Still a hulking presence at 56 years old, Jim Rice worked to fight back tears as he stood at home plate at Fenway Park on Tuesday night.
"I never thought I'd even get into the Hall of Fame," said the long-time Andover resident. "I had pretty good numbers, but I didn't think it would be good enough for the Red Sox to retire my number. I thought they'd give it out the year after I was gone."
On Tuesday, just two days after he was inducted into the Major League Baseball Hall of Fame, Rice became a member of an even more exclusive club. The Boston legend became just the seventh player in Red Sox history to have his number retired by the club.
His No. 14 was unveiled on Fenway Park's right field facade in a ceremony before the Red Sox faced the Oakland A's. He was joined on the field by his family and former teammates, Hall of Famers Carlton Fisk and Dennis Eckersley and legends Dwight Evans and Fred Lynn.

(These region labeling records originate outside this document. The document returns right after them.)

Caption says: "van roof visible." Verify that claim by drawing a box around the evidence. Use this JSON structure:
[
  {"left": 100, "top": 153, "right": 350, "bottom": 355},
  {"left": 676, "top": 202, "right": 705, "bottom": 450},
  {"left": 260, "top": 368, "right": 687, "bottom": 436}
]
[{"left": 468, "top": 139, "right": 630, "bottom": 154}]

Only Fisk, Ted Williams, fellow Merrimack Valley resident Carl Yastrzemsky, Johnny Pesky, Bobby Doerr and Joe Cronin have their numbers retired by the team. Dodgers legend Jackie Robinson, who broke the color barrier, has his No. 42 retired throughout the league.
"When you think about being in the same category as Hall of Famers Ted Williams and Carl Yastrzemsky," said Rice. "Playing your whole career in once city in left field like those two is amazing." Rice had long been a popular Hall of Fame candidate with fans, and he was finally selected this year in his last on the ballot.
His career was nothing short of legendary. In 16 seasons, all with the Red Sox, he was an All-Star eight times and won the 1978 Americ an League Most Valuable Player.
Rice finished with a .298 career average, a stellar 382 home runs and 1,451 RBIs in 2,089 games. He led the league in home runs three times and RBIs twice. But, maybe more impressive, was that he also led the league in hits once and total bases four times.
"That 11-year span was awesome," said current Red Sox third baseman Mike Lowell. "For a righthanded power hitter to lead the league in hits is pretty amazing. We all knew about the home runs and RBIs, but the hits are incredible."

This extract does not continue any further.